As described in this question:
Oracle's commercial Hotspot JVM is essentially OpenJDK, plus several commercial-client-only features.
But - do these extra features actually contribute to performance on single machines and/or small clusters, with consumer-off-the-shelf hardware only? Or are they only relevant to large corporations with certain organizational needs and huge systems with custom hardware?
I'm specifically asking about "Java Flight Recorder, Application Class Data Sharing and Cooperative Memory Management" mentioned as the main commercial features in the linked-to question.
Java Flight Recorder and Mission Control are just tools for monitoring the JVM so will not directly impact its performance. They could have an indirect effect, as you can use the information generated by these tools to tune your JVM settings more effectively.

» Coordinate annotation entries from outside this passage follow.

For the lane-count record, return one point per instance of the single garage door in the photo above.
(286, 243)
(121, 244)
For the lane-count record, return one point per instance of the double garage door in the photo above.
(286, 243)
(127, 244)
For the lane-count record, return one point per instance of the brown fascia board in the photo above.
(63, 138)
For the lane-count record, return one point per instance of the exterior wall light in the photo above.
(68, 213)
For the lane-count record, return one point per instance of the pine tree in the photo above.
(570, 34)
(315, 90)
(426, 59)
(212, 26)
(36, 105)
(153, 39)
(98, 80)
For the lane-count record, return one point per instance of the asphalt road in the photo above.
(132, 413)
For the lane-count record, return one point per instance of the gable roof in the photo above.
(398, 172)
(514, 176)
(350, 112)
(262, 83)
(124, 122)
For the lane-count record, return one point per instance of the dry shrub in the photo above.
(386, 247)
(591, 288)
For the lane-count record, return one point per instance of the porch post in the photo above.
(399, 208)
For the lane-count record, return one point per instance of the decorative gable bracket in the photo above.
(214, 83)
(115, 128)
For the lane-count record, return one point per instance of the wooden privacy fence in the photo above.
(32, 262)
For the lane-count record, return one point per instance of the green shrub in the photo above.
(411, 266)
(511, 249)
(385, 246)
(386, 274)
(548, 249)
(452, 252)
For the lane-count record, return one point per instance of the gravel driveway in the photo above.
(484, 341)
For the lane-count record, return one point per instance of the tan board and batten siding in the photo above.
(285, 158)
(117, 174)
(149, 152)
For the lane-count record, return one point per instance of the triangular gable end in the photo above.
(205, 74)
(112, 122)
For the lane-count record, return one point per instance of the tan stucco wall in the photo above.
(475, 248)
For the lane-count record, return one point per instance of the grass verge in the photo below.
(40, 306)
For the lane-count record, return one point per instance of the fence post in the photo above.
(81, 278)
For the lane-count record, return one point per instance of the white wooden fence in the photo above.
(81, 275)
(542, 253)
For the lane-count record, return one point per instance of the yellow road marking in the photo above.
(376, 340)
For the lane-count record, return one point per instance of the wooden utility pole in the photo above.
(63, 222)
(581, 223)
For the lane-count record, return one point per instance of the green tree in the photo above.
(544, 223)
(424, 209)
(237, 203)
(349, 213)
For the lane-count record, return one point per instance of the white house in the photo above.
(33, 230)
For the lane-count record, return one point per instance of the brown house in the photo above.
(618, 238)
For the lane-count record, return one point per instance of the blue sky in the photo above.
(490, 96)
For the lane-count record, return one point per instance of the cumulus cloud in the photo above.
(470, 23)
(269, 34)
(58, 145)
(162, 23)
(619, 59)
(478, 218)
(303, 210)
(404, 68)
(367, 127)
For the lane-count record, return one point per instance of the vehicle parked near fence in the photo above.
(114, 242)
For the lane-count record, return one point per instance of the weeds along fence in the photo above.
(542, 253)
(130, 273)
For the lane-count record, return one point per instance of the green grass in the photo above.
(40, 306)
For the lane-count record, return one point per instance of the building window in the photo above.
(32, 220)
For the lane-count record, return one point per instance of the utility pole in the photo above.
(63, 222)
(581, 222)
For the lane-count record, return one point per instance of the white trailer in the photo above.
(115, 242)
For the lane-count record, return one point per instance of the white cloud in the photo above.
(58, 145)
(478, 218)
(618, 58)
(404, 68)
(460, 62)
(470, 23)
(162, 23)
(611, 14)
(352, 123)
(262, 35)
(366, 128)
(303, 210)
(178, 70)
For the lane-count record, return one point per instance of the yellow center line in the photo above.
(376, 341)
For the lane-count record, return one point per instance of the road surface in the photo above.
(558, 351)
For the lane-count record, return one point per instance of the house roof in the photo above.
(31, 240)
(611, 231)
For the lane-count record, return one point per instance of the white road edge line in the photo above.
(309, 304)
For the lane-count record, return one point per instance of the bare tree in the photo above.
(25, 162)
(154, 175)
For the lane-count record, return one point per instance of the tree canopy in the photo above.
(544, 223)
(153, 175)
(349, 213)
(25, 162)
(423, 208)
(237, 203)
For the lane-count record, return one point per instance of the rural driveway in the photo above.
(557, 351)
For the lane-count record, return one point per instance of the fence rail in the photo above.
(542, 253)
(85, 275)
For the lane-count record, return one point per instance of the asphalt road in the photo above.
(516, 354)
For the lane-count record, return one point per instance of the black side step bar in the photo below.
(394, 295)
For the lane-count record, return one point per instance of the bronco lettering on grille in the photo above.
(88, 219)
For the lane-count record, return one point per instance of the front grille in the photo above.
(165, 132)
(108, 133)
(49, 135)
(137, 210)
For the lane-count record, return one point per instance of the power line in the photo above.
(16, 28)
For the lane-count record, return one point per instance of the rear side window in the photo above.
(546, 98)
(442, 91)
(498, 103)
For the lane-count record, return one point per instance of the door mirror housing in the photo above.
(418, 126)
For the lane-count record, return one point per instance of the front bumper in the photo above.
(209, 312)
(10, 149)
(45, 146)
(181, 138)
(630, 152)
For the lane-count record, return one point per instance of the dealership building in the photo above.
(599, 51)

Co-operative memory management is designed to make the JVM play more nicely with other applications running on the same machine. If the OS starts to run low on free physical memory the JVM may reduce its resource utilisation, such as caches and heap space, to reduce the load on the system as a whole. The net effect of this might be to degrade the JVM performance.
Application Class Data Sharing is designed to improve the speed of starting the JVM with a given application by effectively caching class data structures that are generated by the JVM when it loads classes. You generate an archive file for your application, which is then mapped into memory by the JVM at launch eliminating a lot of JAR file reading. This mapped file can also be shared between multiple JVMs (running the same application) and reduce the footprint of each JVM instance.
As has already been stated, all these features have now been contributed to the OpenJDK project. As of JDK 11 (released next month), there will be no functional differences between the Oracle JDK and one built directly from the OpenJDK source code.